There are a few basic operations which SQL will perform when looking for the data that you need. Here they are listed in the order of worst to best.
- Table Scan
- Clustered Index Scan
- Index Scan
- Clustered Index Seek
- Index Seek
The basic rule to follow is Scans are bad, Seeks are good.
When SQL Server does a scan it loads the object which it wants to read from disk into memory, then reads through that object from top to bottom looking for the records that it needs.
When SQL Server does a seek it knows where in the index that the data is going to be, so it loads up the index from disk, goes directly to the part of the index that it needs and reads to where the data that it needs ends. This is obviously a must more efficient operation than a scan, as SQL already knows where the data is that it is looking for.
When SQL Server is looking for your data probably one of the largest things which will make SQL Server switch from a seek to a scan is when some of the columns are you looking for are not included in the index you want it to use. Most often this will have SQL Server fall back to doing a clustered index scan, since the Clustered index contains all the columns in the table. This is one of the biggest reasons (in my opinion at least) that we now have the ability to INCUDE columns in an index, without adding those columns to the indexed columns of the index. By including the additional columns in the index we increase the size of the index, but we allow SQL Server to read the index, without having to go back to the clustered index, or to the table it self to get these values.
We’ll look at this more shortly when we look at execution plans.
Quick question….how is a Clustered Index Scan better than an Index Scan?
Isn’t CI Scan essentially a table scan?
Your right, I somehow managed to get those backwards.
Thanks for pointing that out. I’ll get them in the correct order in just a second.
Wouldn’t a table scan better after a certain amount of data is required from the table?
It is possible that it would, but not likely. The reason is that the table has other columns which you may or may not need in your query. If there are a lot of other columns in your query the additional IO required to pull all those pages from disk, and then filtering them would almost always be slower then pulling a large number of records from an index.
Especially when you consider than an Index seek doesn’t need to load all the records of the index from disk. It only needs to load the needed pages from disk (based on the statistics) to get the information required.
“It is possible that it would, but not likely. The reason is that the table has other columns which you may or may not need in your query.”
Denny, thanx for responding. I want to learn this.
If the only COLUMNs being pulled are those on the INDEX, an INDEX anything would be faster because there’s less to read. But if other COLUMNs are used, it would have to hit the TABLE anyway. So, why not just go to the TABLE directly?
Isn’t it simple logic/math?
IF time-to-read-index + time-to-fetch-table > time-to-read-entire-table THEN go directly to the TABLE; ELSE use the INDEX;
Please expound on your comment. I have not got the point yet.
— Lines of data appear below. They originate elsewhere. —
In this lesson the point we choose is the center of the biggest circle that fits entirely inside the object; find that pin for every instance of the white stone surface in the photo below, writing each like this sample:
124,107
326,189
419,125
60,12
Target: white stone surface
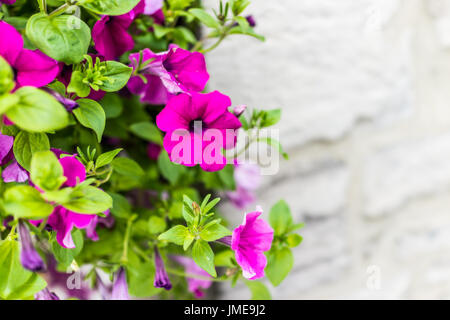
365,91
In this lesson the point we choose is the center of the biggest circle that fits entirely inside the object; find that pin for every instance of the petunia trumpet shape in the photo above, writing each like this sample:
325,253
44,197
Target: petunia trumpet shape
29,257
198,127
161,278
62,220
167,73
194,284
120,287
31,67
249,241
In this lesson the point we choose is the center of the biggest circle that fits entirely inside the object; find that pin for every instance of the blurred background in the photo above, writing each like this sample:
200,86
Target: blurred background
365,91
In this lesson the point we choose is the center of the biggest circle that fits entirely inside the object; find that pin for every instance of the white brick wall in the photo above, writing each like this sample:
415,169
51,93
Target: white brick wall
365,91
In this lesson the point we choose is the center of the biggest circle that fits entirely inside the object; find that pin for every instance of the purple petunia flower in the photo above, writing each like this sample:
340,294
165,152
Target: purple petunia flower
46,295
194,284
31,67
181,119
167,73
161,278
29,257
249,241
120,287
63,220
13,172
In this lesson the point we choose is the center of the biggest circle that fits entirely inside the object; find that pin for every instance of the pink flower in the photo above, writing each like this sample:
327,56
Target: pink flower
194,284
171,72
249,241
13,172
62,220
31,67
180,119
153,150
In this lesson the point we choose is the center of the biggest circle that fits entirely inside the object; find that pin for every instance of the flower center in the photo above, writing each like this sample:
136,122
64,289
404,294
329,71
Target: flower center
197,125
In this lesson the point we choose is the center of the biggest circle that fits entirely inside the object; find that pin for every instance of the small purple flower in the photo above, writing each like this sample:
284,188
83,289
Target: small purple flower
120,287
69,104
161,278
249,241
46,295
31,67
29,257
167,73
194,284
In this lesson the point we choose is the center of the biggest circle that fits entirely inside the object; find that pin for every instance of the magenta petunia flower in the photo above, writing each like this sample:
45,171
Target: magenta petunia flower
153,150
120,287
249,241
198,127
31,67
167,73
7,1
46,294
194,284
13,172
62,220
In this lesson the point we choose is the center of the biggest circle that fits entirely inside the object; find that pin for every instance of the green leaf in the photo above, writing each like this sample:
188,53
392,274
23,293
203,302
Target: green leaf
46,171
65,255
156,224
121,207
147,131
259,290
207,19
26,202
77,85
279,264
65,38
175,234
6,77
26,144
91,115
118,75
270,118
16,283
280,217
109,7
88,200
204,256
275,144
112,104
106,158
214,231
127,167
169,170
37,111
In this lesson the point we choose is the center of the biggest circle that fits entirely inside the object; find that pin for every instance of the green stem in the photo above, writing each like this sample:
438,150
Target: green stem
126,240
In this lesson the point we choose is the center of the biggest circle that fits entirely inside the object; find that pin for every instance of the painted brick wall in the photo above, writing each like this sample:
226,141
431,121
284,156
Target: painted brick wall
365,91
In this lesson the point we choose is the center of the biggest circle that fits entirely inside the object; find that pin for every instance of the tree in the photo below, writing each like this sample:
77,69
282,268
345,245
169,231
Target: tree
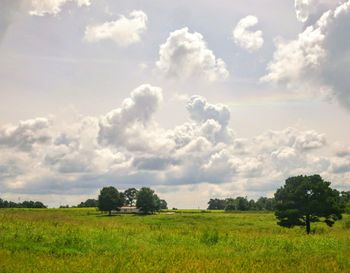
109,199
306,199
130,196
147,201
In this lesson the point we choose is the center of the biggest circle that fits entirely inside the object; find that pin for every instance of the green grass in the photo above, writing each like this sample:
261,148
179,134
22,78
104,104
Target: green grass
82,240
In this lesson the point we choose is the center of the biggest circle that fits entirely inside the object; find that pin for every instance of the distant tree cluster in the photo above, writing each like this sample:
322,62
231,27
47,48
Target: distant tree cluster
144,199
344,199
307,199
241,204
24,204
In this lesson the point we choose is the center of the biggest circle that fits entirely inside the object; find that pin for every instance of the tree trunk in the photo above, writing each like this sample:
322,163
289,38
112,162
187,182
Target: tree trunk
308,226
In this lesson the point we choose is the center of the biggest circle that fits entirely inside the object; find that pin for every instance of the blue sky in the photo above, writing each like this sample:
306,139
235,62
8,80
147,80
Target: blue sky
196,100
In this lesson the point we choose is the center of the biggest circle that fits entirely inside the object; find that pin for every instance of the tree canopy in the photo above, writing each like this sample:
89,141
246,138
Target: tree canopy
147,201
110,199
306,199
24,204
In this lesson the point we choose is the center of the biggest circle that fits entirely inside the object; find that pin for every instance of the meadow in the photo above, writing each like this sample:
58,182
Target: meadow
83,240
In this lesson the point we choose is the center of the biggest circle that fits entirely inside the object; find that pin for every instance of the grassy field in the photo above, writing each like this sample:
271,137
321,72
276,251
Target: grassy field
82,240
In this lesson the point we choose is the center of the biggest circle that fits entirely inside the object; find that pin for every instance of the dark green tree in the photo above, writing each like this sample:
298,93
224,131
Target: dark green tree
306,199
109,199
147,201
130,196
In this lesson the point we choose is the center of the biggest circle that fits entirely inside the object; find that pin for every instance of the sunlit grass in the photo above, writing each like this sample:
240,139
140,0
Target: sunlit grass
83,240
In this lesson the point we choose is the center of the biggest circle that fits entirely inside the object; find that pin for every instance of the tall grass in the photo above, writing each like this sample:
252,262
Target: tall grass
83,240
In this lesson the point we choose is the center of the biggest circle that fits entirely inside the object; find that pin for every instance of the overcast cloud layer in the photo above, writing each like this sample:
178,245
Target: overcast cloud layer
132,93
You wouldn’t want to hit the table directly because the columns in the table probably aren’t sorted in the correct order. Without knowing that the columns are in the correct order the SQL Server will go to the index which is presorted and quicker to search.
OK, sorting, interesting. Is there then an equivalent equation to
IF time-to-read-index + time-to-fetch-table > time-to-read-entire-table + time-to-sort THEN go directly to the TABLE; ELSE use the INDEX;
Or is it just use the INDEX unless the entire TABLE is requested?
Sort of. If the SQL Server decides that the most efficient method to access the data is a full table scan it will do so. If there’s no filter on the index, it’ll figure out which index to use to sort the index. If no index matches it’ll use the clustered index. If there’s no clustered index then it’ll use a table scan.
Ah, but reading the INDEX is always preferred because of the ordering, if that is required?
If you have an ORDER BY on your query then yes. If you don’t have an ORDER BY, then the SQL Server will probably sort by the clustered index and use it for filtering. If there is no clustered index it would then fall back to using the table itself and return the data in the order it comes across it.
Thanx for the explanation. That was very helpful.